福島県の郡山駅から県北地域を巡り水戸に至る奥久慈線や、鹿嶋市から太平洋沿岸を北上し水戸にアクセスする鹿島線、そして無数のバスの客が、思い思いの方向に流れてゆく。
エスカレーター、階段、そしてホームの旅客の安全に目を配りながら、スティック型のマイクが下りホームにセットされているのを確認した当直駅長の清野助役は、スイッチを押し込む。

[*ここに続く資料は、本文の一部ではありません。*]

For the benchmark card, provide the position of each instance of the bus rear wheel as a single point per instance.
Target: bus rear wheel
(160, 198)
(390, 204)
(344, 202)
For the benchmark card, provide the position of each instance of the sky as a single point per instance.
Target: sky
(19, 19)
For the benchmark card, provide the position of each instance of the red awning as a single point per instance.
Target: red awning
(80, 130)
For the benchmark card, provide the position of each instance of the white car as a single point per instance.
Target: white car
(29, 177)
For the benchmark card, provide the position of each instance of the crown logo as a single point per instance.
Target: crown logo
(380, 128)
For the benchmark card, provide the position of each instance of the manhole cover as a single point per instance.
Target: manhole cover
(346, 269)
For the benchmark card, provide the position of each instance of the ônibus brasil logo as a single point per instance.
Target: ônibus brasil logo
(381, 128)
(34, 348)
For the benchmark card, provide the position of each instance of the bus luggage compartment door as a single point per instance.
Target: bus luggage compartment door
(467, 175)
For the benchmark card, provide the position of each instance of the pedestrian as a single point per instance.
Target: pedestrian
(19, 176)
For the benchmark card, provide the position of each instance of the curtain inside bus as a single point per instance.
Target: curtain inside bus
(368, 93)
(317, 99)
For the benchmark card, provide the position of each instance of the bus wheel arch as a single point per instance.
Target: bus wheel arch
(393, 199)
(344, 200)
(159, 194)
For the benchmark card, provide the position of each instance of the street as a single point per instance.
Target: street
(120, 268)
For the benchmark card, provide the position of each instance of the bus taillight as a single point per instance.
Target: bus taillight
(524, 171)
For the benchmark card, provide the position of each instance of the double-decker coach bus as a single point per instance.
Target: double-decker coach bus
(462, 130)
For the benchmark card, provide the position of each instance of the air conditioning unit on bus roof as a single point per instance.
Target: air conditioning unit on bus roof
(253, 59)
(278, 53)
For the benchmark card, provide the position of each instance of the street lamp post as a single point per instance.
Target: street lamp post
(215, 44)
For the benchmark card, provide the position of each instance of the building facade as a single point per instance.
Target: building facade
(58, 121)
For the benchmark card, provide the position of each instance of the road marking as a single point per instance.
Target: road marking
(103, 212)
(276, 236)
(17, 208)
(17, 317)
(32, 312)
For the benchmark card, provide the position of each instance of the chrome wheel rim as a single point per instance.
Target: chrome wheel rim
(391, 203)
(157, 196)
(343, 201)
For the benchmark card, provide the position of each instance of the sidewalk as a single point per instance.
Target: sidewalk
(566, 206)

「水戸から北へ向かうお客さまにご案内いたします。昨日出現した『白い壁』の影響によりまして、大津港駅にて折り返し運転を行っております。これに伴いまして、行先の変更、運休などが発生しております。詳しくは、駅の掲示及び、当社ホームページをご覧ください。ご不便をお掛けし、申し訳ございません」
2回繰り返し放送した清野は、助役であることを示す赤い帯の入った制帽を被り直し、スイッチを上りホームに切り替えたのを確認し、線路の向こう側のホームの流れを見る。
「水戸から南へ向かうお客さまにご案内いたします。昨日出現した『白い壁』の影響によりまして、取手駅にて折り返し運転を行っております。これに伴いまして、行先の変更、運休などが発生しております。詳しくは、駅の掲示及び、当社ホームページをご覧ください。ご不便をお掛けし、申し訳ございません」
『白い壁』って何だ?詰め寄る客は殆どいない。
昨日、閃光と共に県境付近に突如出現し、ニュースやネットを賑わした壁、関連性は不明だが、これを境に様々な現象が発生している中、県知事が原因は不明だが『白い壁』と呼ぶことを宣言した今、流れを止めてまで駅員に『なぜ』と問うことの無意味を皆が悟っているように。或いは、残された『通勤』という数少ない日常を守りたいのかもしれない。
「疲れた…俺だって何が起きてるのか知りたいよ」
昨日の朝から勤務し、この異常事態による行先変更や運休の対応で、仮眠もとれていない。支社からも一斉メールで『白い壁』と案内するように示達されているが、一連の異常事態に関する情報は皆無だった。もう少しで勤務終了だが、きっと、帰れないだろう。
深いため息をつこうと息を吸い込んだ時、ポケットの業務用携帯が大きなチャイム音を鳴らす。
水戸市の防災訓練でしか聞いたことのない音色がホームのあちこちから鳴り始め、人々は立ち止まって思い思いにスマートホンを取り出す。転んだ人がいなかったのは幸いだった。呆気にとられたのか、辺りがシンと静まり返っている。